Alleyn stared at him. “You are not by any chance transfixed by Dan Cupid’s dart?”

“Ah,” Fox said complacently, “that would be the day, wouldn’t it, Mr. Alleyn? I like a nice compact woman,” he added.

“Drag your fancy away from thoughts of Nurse Kettle’s contours, compact or centrifugal, and consider. Colonel Cartarette left this house about ten past seven to call on Octavius Danberry-Phinn. Presumably there was no one at home, because the next we hear of him he’s having a violent row with Phinn down by the bottom bridge. That’s at about half past seven. At twenty to eight he and Phinn part company. The Colonel crosses the bridge and at twenty minutes to eight is having an interview with Lady Lacklander, who is sketching in a hollow on the left bank almost opposite the willow grove on the right bank. Apparently this alfresco meeting was by arrangement. It lasted about ten minutes. At ten to eight Cartarette left Lady Lacklander, re-crossed the bridge, turned left and evidently went straight into the willow grove because she saw him there as she herself panted up the hill to Nunspardon. Soon after eight Mrs.
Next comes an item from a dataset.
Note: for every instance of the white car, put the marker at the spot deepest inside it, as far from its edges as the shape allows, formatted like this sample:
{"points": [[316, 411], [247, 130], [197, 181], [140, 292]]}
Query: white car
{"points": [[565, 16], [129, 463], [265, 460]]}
Cartarette said goodbye to that prize ass George Lacklander and came down the hill. At about a quarter past seven she and he had seen old Phinn poaching, and as she tripped down the path, she looked along his fishing to see if she could spot him anywhere. She must have just missed Lady Lacklander, who, one supposes, had by that time plunged into this Nunspardon Home Spinney they talk so much about. Kitty…”

Fox said, “Who?”

“Her’s name’s Kitty, Kitty Cartarette. She came hipping and thighing down the hill with her eye on the upper reaches of the Chyne, where she expected to see Mr. Phinn. She didn’t notice her husband in the willow grove, but that tells us nothing until we get a look at the landscape, and anyway, her attention, she says, was elsewhere. She continued across the bridge and so home. She saw nothing unusual on the bridge. Now Lady Lacklander saw a woundy great trout lying on the bridge where, according to Lady L., Mr. Phinn had furiously chucked it when he had his row, thirty-five minutes earlier, with Colonel Cartarette. The next thing that happens is that Mark Lacklander (who has been engaged in tennis and, one supposes, rather solemn dalliance with that charming girl Rose Cartarette) leaves this house round about the time Mrs. Cartarette returns to it and goes down to the bottom bridge, where he does
not
find a woundy great trout and is certain that there was no trout to find. He does however, find his grandmother’s sketching gear on the left bank of the Chyne and like a kind young bloke carries it back to Nunspardon, thus saving the footman a trip. He disappears into the spinney, and as far as we know, this darkling valley is left to itself until a quarter to nine when Nurse Kettle, who has been slapping Commander Syce’s lumbago next door, descends into Bottom Meadow, turns off to the right, hears the dog howling and discovers the body. Those are the facts, if they are facts, arising out of information received up to date. What emerges?”

Fox dragged his palm across his jaw. “For a secluded district,” he said, “there seems to have been quite a bit of traffic in the valley of the Chyne.”

“Doesn’t there? Down this hill. Over the bridge. Up the other hill and t’other way round. None of them meeting except the murdered man and old Phinn at half past seven and the murdered man and Lady Lacklander ten minutes later. Otherwise it seems to have been a series of near misses on all hands. I can’t remember the layout of the valley with any accuracy, but it appears that from the houses on this side only the upper reaches of the Chyne and a few yards below the bridge on the right bank are visible. We’ll have to do an elaborate check as soon as it’s light, which is hellish soon, by the way. Unless we find signs of angry locals hiding in the underbrush or of mysterious coloured gentlemen from the East lurking in the village, it’s going to look a bit like a small field of suspects.”